Der Umgang mit der Übertragung hat sich – auch in der Nicht-Kleinianischen Psychoanalyse – sehr verändert. Mit den Arbeiten von Gill (zit. n. Thomä und Kächele 1985) hat die Deutung der Beziehung im Hier und Jetzt (die lange Zeit vernachlässigt worden war) immer mehr an Einfluss gewonnen, auch in der Kinderanalyse. Die aktuelle Handhabung der Übertragung in der psychoanalytischen Arbeit mit Kindern hat Raue (2000) herausgearbeitet und betont, dass vor allem die Arbeit an den negativen Übertragungen und an den Widerständen von größter Bedeutung ist. Raue hebt auch hervor, dass im Aushalten der negativen Übertragung und späteren Verbalisierung ein wichtiger Beitrag zur Heilung geleistet wird, der viel zu wenig diskutiert wird. Den Stand des Übertragungsbegriffes der Anna-Freud-Schule referieren Fonagy und Sandler (1997). Sie betonen, dass es wichtig sei, dass der Analytiker in der Formulierung der Deutung auch zu verstehen gibt, dass das Kind um Impulskontrolle ringt. Solche Deutungen würden den inneren Konflikt des Kindes zwischen einem Wunsch und dem Versuch, ihn zu bändigen, betonen. Die Autoren unterstreichen, dass auch aktuelle Außenbeziehungen kommentiert werden könnten, zumeist sollten die Beziehungsmuster nach Meinung der Autoren jedoch im Rahmen der therapeutischen Beziehung (also im Hier und Jetzt) gedeutet werden.

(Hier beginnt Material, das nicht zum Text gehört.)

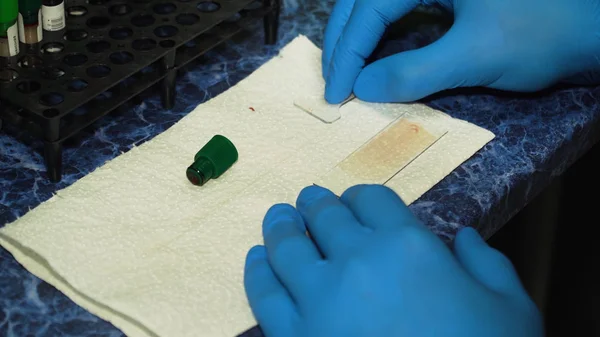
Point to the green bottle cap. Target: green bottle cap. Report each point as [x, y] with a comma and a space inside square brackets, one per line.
[9, 10]
[213, 159]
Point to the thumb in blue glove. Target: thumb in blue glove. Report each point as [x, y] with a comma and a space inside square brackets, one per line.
[372, 269]
[514, 45]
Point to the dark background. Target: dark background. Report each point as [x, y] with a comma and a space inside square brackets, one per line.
[553, 244]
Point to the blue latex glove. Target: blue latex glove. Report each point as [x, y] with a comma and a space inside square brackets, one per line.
[382, 273]
[513, 45]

Schäberle (1995) hat die Funktion der Sprache in der Kinderanalyse in vielfältiger Weise diskutiert und an eigenem Fallmaterial dokumentiert. Seiner Meinung nach bedeutet zur »Sprache-Bringen« immer auch einen Bruch der Illusion, ganz eingefühlt und befriedigt zu werden (siehe Mutismus). Hieraus erwächst, wie bei Dolto, die Möglichkeit, Wünsche im Spannungsverhältnis von Begehren und Leiden auszudrücken. Sprache hebt aber auch Omnipotenzfantasien auf und sie wirkt triangulierend, denn sie unterbricht den Mechanismus der projektiven Identifizierung.

Eine ausführliche Darstellung der unterschiedlichen Konzeptionen von Elternarbeit bei Anna Freud und Melanie Klein findet sich in einem Aufsatz von Windaus (1999). Der Autor erörtert zudem kritisch neuere Ansätze zur Elternarbeit und stellt seine Anwendung von szenischem Verstehen im »Hier und Jetzt« vor. Ahlheim und Eickmann (1999) beschreiben spezielle Wirkfaktoren in der Arbeit mit den Eltern, wobei sie als wesentliche Ziele die Stärkung der elterlichen Position und die Wiederherstellung der elterlichen Allianz sehen. Eine umfassende Arbeit mit den wesentlichen Behandlungszielen und einer Diskussion der aktuellen Literatur zur begleitenden tiefenpsychologisch fundierten Psychotherapie der Bezugspersonen hat Ahlheim verfasst (Hopf und Windaus 2007). Kurz erwähnt werden soll in diesem Zusammenhang auch die Bedeutung der Säuglingsbeobachtung (Lazar 2000) für die Ausbildung wie auch für die analytische Psychotherapie von Müttern mit Säuglingen und kleinen Kindern (Hirschmüller 2000; Eliacheff 1994), zur Neurosenprophylaxe und Bewältigung entstehender psychischer Störungen.